Authority—that’s what they understood best.
*
I was driving an unmarked car one night and met a gray Volkswagen with a male driver. His vehicle had no headlights, so I turned around to stop him and he took off. I chased him in my patrol car to an apartment complex where he stopped and got out and ran.
As I jumped out of the car, I undid my seat belt, not realizing I had accidentally unsnapped my holster at the same time. I started running after the guy, but fell, and my gun slipped out onto the ground. Even then I still didn’t realize what had happened.
This guy was big—six feet six, 240 pounds. As he ran into one of the apartments I tackled him. We both went through the screen door, then a wooden door, just busted them all to pieces. He started cussing me and telling me I wasn’t gonna take him to jail. So it became a knock-down drag-out fight. At one point I threw him into a wall. About that time, a woman tapped me on the shoulder and said, “What the hell are you doin’ in my house?”

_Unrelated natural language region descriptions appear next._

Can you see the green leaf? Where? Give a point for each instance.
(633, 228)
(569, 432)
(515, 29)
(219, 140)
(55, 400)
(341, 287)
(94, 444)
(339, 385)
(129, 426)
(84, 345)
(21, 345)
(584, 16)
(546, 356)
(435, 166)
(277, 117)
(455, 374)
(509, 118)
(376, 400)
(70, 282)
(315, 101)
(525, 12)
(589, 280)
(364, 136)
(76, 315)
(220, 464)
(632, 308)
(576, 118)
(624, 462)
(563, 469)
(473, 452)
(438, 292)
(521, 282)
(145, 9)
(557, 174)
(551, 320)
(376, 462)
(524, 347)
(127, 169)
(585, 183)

I said, “Get on the phone and call for some help!” And she says, “That’s my man. You leave him alone!” Then she proceeds to tackle me. Her boyfriend, The Hulk, rises up to get me too, so I reach for my gun. But it’s not there. I had my flashlight and my blackjack and I used them on both him and her. I had to literally knock the woman out to get her to leave me alone. I got the man handcuffed and arrested and was trying to get him out the door when he starts going crazy again. He was grabbing hold of the carpet and everything else he could get his hands on to keep me from moving him. Then I looked up and there stood my sergeant in the doorway.